출처 : https://www.kaggle.com/sudalairajkumar/simple-exploration-notebook-zillow-prize

**Zillow:**

Zillow is an online real estate databse company founded in 2006

**Zestimate:**

Zestimates are estimated home values based on 7.5 million statistical and machine learning models that analyze hunderes of data  points on each property. And, by continually imporoving the median margin of error

**Objective**:
Building a model to imporve the Zestimate residual error.

보통 부동산 집값 예측이라고 하면, 집과 관련된 여러변수들로 모델을 구축하여 집값을 예측하는 것 같지만,
이번 대회의 주제는 잔차 오차를 개선하기 위한 모델을 구축하는 것이 목표다.

여기서 잔차는 에러 즉, **실제 부동산값 - 예측 부동산 값**을 의미

 

In [None]:
import numpy as np
import pandas as pd
import matplotlib.pyplot as plt
import seaborn as sns
color = sns.color_palette()

%matplotlib inline
import warnings
warnings.filterwarnings(action='ignore')
pd.options.mode.chained_assignment = None
pd.options.display.max_columns = 999

In [None]:
# 데이터 리스트 확인
from subprocess import check_output
print(check_output(['ls', '../input/zillow-prize-1']).decode('utf8'))

# 1. Train Data

In [None]:
train_df = pd.read_csv("../input/zillow-prize-1/train_2016_v2.csv", parse_dates=["transactiondate"])
train_df.shape

In [None]:
train_df.head()

## 1-1. Logerror

In [None]:
plt.figure(figsize=(8,6))
plt.scatter(range(train_df.shape[0]), np.sort(train_df.logerror.values))
plt.xlabel('index', fontsize=12)
plt.ylabel('logerror', fontsize=12)
plt.show()

양 끝에 이상치 발견 > remove and histogram 그리기

percentile로 양 끝 백분위수 구한 뒤, 값을 대신 채워넣는 형식

In [None]:
ulimit = np.percentile(train_df.logerror.values, 99)
llimit = np.percentile(train_df.logerror.values, 1)
train_df['logerror'].loc[train_df['logerror']>ulimit] = ulimit
train_df['logerror'].loc[train_df['logerror']<llimit] = llimit

plt.figure(figsize=(12,8))
sns.distplot(train_df.logerror.values, bins=50, kde=False)
plt.xlabel('logerror', fontsize=12)
plt.show()

# .ix > .loc

## 1-2. transaction 

Now let us explore the date field. Let us first check the number of transactions in each month.

In [None]:
train_df['transaction_month'] = train_df['transactiondate'].dt.month

cnt_srs = train_df['transaction_month'].value_counts()
plt.figure(figsize=(12,6))
sns.barplot(cnt_srs.index, cnt_srs.values, alpha=0.8, color=color[3])
plt.xticks(rotation='vertical')
plt.xlabel('Month of transaction', fontsize=12)
plt.ylabel('Number of Occurrences', fontsize=12)
plt.show()

As we could see from the data page as well The train data has all the transactions before October 15, 2016, plus some of the transactions after October 15, 2016.
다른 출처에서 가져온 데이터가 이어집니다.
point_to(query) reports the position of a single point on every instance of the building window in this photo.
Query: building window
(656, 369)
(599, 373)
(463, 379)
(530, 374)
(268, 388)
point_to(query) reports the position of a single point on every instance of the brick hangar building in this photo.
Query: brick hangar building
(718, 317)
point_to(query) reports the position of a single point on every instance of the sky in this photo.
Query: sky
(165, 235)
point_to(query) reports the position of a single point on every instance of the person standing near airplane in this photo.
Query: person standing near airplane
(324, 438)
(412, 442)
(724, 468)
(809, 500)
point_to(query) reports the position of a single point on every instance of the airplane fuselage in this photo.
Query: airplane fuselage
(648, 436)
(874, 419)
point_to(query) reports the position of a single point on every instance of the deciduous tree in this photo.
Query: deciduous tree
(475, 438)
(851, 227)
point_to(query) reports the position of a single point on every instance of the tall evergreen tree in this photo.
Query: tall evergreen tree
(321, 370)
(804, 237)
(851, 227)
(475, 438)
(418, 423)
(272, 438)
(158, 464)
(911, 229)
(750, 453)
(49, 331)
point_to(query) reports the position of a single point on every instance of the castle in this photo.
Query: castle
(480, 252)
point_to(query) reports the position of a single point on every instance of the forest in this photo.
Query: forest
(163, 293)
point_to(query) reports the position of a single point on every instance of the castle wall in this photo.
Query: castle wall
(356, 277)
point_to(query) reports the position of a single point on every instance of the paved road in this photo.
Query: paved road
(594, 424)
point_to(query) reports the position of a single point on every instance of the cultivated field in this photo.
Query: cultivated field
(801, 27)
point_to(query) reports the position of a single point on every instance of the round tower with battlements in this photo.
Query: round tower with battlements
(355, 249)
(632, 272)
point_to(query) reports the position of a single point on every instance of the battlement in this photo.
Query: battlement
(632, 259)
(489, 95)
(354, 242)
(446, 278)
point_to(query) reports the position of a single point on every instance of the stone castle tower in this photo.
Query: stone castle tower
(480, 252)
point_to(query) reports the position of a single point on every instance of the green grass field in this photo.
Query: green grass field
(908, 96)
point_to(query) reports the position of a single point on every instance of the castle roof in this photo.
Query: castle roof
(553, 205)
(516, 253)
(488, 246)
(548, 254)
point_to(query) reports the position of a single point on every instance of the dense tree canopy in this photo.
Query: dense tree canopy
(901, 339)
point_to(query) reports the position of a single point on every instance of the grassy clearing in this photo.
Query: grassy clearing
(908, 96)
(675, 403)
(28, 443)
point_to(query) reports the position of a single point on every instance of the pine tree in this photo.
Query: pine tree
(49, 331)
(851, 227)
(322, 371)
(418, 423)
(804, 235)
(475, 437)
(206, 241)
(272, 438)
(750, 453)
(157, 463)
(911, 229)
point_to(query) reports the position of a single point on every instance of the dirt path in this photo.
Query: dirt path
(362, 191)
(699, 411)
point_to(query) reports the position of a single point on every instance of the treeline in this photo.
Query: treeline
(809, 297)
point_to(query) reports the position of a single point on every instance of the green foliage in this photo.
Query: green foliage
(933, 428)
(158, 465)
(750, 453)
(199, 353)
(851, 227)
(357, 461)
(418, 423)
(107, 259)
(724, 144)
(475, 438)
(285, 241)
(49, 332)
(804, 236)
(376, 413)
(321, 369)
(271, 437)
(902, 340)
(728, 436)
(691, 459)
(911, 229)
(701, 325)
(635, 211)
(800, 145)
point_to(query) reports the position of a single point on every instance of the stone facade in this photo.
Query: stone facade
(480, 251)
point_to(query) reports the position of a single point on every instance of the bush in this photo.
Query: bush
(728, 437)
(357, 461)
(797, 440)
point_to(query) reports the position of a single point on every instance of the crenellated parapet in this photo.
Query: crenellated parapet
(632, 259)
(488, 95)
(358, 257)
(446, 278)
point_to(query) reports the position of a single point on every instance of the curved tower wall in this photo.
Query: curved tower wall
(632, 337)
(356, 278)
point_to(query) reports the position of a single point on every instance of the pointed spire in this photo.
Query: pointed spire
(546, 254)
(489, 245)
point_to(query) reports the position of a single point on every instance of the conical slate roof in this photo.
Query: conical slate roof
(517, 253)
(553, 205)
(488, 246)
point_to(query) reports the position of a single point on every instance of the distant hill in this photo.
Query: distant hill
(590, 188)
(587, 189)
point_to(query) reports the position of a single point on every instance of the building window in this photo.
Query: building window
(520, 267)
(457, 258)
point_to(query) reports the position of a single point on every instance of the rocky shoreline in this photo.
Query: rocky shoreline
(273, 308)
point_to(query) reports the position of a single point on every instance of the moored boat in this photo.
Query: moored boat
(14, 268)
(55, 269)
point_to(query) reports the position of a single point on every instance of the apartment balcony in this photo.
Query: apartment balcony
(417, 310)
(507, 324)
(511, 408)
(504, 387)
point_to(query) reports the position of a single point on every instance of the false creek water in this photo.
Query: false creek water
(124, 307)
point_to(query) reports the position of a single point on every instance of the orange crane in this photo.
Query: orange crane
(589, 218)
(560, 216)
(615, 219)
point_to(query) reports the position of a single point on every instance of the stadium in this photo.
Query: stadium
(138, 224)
So we have shorter bars in the last three months.

**Parcel ID:**

In [None]:
(train_df['parcelid'].value_counts().reset_index())['parcelid'].value_counts()

So most of the parcel ids are appearing only once in the dataset.
- 대부분 한번씩만 존재

# 2. Properties Data

Now let us explore the properties_2016 file.

2016년의 특징

In [None]:
prop_df = pd.read_csv("../input/zillow-prize-1/properties_2016.csv")
prop_df.shape

In [None]:
prop_df.head()

There are so many NaN values in the dataset. So let us first do some exploration on that one.

## 2-1. missing values
- 후에 유의미 확인


In [None]:
missing_df = prop_df.isnull().sum(axis=0).reset_index()
missing_df.columns = ['column_name', 'missing_count']
missing_df = missing_df.loc[missing_df['missing_count']>0]
missing_df = missing_df.sort_values(by='missing_count')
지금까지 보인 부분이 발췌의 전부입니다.